Commenting on the impending move, Paul Armentano, deputy direction of the advocacy group NORML, said: "It is significant for these federal agencies, and the DEA and FDA in particular, to acknowledge publicly for the first time what many patients and advocates have known for decades: that cannabis is a safe and effective therapeutic agent for tens of millions of Americans."
But he added that reclassifying the substance did not go far enough and it should be removed from the Controlled Substances Act altogether, which would require legislation.
A Pew Research Center survey last month found 88 percent of Americans said marijuana should be legal for medical or recreational use.
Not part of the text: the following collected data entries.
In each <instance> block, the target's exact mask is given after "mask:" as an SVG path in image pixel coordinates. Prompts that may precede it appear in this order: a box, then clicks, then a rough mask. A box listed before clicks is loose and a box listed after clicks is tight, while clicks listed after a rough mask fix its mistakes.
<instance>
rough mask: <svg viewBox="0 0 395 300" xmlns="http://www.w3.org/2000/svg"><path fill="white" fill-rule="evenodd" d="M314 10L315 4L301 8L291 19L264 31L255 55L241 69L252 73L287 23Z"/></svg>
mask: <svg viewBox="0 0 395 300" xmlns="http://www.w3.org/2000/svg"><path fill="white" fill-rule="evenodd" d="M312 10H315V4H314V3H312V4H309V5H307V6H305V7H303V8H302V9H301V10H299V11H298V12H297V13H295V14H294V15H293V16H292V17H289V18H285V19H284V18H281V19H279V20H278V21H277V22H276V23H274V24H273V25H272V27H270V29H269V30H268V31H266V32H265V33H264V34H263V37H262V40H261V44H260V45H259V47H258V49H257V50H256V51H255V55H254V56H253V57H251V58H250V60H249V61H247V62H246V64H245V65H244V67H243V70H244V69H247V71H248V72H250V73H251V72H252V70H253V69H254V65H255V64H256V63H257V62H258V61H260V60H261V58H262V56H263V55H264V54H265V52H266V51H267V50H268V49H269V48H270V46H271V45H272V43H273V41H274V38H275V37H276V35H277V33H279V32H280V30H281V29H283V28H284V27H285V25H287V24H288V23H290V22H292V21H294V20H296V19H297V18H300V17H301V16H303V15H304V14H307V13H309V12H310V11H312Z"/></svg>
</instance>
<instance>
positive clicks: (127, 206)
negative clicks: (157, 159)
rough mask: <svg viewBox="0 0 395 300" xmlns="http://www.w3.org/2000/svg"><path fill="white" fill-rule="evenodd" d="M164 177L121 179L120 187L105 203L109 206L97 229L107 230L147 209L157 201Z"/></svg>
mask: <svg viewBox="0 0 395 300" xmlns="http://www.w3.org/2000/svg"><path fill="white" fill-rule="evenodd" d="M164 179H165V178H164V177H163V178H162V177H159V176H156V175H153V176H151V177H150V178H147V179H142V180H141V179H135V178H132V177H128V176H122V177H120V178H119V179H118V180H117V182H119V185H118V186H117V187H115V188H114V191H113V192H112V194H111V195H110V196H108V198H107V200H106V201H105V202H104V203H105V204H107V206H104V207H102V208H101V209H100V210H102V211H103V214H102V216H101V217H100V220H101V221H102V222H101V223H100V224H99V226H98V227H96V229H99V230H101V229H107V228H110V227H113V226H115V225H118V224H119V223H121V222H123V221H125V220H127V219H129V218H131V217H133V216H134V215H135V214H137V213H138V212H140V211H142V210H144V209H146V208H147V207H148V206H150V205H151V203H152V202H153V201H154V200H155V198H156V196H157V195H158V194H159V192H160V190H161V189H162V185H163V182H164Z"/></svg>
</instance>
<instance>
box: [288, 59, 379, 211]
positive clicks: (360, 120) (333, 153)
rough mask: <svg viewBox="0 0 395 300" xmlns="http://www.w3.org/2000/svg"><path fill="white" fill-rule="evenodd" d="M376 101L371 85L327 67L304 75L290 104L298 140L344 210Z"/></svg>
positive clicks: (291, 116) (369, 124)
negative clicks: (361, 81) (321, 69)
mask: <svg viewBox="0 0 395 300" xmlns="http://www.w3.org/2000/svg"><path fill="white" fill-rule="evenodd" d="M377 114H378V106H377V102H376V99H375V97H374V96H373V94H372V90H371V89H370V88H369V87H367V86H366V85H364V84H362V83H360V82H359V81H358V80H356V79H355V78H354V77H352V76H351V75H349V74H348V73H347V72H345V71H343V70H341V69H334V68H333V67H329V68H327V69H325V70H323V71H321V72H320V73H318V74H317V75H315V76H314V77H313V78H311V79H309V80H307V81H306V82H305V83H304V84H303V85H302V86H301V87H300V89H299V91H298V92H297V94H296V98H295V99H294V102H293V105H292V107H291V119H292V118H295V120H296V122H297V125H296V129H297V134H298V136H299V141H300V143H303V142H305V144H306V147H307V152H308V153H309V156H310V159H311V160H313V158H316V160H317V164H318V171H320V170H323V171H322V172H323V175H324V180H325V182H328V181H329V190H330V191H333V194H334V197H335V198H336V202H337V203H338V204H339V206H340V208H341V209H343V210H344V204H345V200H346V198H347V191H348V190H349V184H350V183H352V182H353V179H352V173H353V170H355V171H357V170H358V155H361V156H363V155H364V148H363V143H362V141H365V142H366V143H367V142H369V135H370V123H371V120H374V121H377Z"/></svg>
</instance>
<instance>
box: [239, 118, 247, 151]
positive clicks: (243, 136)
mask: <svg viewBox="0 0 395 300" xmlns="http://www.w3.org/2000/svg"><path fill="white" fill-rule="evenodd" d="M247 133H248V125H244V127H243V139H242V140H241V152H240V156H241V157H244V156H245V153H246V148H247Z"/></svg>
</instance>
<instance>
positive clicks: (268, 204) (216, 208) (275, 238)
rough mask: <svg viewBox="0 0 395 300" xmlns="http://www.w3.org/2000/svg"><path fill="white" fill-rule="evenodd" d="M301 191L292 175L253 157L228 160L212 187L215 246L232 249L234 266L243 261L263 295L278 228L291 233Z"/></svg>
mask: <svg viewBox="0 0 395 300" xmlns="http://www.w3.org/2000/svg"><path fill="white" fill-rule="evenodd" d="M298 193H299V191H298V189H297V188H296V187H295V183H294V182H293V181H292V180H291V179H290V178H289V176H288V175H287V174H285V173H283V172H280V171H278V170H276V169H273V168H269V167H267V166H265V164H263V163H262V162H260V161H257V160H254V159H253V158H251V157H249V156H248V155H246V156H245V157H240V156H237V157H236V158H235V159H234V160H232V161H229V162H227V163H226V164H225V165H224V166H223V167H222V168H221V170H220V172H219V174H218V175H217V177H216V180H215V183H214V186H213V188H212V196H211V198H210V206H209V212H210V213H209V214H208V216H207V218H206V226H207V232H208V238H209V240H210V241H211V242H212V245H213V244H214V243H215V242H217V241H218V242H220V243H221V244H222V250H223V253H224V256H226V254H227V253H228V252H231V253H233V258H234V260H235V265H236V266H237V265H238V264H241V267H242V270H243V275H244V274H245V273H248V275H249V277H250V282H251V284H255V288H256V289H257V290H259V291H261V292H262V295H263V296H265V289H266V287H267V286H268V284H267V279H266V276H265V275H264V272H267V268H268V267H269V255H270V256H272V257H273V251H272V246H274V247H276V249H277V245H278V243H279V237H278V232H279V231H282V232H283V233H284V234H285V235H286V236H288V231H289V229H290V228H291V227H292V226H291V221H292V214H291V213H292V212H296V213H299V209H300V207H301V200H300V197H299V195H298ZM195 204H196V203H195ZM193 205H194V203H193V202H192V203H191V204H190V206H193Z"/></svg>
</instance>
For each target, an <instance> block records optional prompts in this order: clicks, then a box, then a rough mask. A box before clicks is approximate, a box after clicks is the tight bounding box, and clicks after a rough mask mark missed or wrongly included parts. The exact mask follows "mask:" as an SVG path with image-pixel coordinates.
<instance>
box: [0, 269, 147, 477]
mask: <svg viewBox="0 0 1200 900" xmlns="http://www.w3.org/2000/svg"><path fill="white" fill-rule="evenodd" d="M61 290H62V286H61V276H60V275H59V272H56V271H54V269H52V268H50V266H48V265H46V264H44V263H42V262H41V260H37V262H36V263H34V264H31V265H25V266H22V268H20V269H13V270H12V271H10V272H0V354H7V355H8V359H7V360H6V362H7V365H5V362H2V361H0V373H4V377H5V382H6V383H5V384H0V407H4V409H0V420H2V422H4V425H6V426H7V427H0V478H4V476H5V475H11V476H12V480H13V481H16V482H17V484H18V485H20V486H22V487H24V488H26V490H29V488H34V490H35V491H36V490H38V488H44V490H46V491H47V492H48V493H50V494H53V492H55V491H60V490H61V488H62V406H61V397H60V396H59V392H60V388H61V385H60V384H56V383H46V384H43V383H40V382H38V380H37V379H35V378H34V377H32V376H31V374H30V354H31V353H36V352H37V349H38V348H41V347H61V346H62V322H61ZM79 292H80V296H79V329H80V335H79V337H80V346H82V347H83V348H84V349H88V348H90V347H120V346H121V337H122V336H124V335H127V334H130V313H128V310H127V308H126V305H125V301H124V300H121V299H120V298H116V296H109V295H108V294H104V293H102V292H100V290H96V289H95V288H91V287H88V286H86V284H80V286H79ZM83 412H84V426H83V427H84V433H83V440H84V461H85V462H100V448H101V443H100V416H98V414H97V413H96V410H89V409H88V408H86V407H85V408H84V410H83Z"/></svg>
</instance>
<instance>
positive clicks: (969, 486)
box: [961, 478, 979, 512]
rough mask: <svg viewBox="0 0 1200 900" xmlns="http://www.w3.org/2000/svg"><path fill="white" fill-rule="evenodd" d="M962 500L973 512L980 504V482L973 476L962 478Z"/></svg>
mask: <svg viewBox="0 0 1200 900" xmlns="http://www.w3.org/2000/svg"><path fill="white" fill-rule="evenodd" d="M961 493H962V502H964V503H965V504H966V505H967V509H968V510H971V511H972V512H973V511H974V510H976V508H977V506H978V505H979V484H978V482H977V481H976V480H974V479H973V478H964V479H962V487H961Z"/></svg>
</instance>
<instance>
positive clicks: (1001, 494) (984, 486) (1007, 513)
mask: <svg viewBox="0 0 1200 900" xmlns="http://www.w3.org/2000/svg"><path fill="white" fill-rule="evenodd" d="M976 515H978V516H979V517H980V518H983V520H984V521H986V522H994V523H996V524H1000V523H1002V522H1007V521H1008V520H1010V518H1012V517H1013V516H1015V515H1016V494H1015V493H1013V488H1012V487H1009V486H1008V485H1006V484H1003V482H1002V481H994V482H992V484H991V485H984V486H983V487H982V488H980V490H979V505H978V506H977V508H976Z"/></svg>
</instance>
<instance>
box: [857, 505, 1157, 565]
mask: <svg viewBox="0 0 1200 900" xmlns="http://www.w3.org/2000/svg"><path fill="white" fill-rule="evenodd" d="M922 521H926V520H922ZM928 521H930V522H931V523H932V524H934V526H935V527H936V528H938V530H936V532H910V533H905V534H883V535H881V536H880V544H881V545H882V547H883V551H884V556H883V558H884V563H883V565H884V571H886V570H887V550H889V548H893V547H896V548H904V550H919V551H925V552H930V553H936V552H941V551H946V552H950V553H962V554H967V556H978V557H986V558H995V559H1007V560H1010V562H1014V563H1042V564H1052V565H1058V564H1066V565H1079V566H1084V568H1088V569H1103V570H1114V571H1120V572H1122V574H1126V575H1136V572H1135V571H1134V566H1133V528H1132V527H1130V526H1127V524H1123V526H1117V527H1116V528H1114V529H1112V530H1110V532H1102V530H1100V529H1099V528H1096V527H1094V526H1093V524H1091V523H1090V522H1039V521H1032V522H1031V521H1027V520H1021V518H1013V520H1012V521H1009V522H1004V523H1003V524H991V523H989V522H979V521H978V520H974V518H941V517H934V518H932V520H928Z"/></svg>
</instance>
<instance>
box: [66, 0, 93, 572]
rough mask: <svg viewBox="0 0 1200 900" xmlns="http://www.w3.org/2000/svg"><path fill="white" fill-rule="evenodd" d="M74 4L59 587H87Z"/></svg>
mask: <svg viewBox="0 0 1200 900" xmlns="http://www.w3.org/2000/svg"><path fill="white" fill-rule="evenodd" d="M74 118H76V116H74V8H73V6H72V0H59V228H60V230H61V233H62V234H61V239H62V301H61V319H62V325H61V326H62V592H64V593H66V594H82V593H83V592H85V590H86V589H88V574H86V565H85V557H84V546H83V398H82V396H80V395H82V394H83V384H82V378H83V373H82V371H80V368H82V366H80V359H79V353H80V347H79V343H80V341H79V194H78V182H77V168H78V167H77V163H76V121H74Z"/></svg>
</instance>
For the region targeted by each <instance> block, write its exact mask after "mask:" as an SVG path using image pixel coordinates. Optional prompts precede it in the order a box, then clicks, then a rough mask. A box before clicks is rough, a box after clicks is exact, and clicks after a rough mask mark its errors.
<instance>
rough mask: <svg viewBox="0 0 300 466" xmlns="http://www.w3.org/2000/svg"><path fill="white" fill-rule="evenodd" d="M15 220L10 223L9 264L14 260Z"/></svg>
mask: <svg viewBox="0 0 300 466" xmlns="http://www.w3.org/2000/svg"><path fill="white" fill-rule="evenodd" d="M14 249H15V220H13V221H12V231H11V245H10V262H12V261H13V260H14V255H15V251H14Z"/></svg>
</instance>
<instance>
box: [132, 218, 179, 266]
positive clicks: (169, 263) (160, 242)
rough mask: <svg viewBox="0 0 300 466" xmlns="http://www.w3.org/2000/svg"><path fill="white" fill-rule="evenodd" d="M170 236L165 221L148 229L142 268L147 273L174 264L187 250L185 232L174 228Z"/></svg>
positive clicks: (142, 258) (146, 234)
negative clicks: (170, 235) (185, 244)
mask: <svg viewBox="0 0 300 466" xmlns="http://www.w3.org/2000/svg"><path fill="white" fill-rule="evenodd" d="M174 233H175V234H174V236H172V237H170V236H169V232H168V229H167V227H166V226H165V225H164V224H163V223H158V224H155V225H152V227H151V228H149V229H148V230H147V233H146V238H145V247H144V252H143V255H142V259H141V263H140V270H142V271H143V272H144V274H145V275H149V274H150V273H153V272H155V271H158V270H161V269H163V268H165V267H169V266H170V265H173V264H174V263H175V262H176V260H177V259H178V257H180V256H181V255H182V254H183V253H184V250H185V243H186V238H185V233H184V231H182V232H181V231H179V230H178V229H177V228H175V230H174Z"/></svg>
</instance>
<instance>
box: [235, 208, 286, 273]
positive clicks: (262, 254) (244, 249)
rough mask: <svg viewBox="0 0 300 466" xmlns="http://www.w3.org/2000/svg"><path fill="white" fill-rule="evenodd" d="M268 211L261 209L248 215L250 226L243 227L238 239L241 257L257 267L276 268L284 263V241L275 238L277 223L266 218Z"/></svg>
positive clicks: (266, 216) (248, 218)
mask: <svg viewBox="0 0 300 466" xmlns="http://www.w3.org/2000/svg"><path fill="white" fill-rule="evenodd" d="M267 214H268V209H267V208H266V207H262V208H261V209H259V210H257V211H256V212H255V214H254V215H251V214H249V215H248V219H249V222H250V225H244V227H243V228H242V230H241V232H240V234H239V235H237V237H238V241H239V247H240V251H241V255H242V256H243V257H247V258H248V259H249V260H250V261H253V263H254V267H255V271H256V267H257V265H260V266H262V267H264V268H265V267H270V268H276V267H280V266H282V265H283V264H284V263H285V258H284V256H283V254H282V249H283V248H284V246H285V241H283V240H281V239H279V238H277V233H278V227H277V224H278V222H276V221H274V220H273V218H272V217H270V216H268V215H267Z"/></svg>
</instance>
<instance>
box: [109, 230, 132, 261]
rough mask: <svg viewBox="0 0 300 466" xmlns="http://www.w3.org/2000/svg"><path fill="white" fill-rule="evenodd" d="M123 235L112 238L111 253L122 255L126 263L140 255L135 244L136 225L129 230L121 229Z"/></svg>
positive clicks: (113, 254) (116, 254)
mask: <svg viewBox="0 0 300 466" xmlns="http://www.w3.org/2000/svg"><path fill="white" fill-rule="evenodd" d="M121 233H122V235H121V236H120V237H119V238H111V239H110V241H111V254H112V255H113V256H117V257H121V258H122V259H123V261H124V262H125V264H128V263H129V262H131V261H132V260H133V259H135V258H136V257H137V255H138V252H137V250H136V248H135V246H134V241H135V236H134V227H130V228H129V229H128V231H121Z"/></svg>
Just 11 percent said it should not be legal at all.
- Multibillion dollar business -
Cannabis was first outlawed at the federal level in 1937, a decision that critics say was made largely along racist reasoning, as the drug was perceived as being intimately tied to jazz music and to Mexican immigrants.
The 1970s brought the "War on Drugs," which likewise disproportionately hit minorities -- before the medical marijuana movement took root in the 1990s, and in 2012, US states began to make recreational cannabis legal for adults.
Cannabis is today a multi-billion-dollar business in the United States, with more than half of all states having legalized recreational and medicinal cannabis use, including California and New York.
But since the drug remains a controlled substance at the national level, everyone involved is still technically breaking the law of the land.
The ban makes it difficult for businesses to access banking services, stops federal funding for medical marijuana research and prevents interstate commerce, as well as federal regulation on best practices and protocols for marijuana.
After Canada fully legalized cannabis in 2018, US Customs and Border Patrol officers began issuing lifetime entry bans to Canadians who answered "yes" when asked at checkpoints if they had ever consumed the drug.
The same agency warned residents in New Mexico that it would continue to prosecute offenders caught with the substance at highway checkpoints, even after the state had legalized it.
Native American lands also experience raids carried out by the federal Bureau of Indian Affairs, despite the fact they live on nominally self-governing territories.
Cannabis advocates warn that without legislation, a future presidential administration unsympathetic to legalization could go after businesses and consumers even in states where the plant is legal.
Former president Trump's first attorney general Jeff Sessions threatened to do this, but federal prosecutors ultimately decided it was a waste of their time.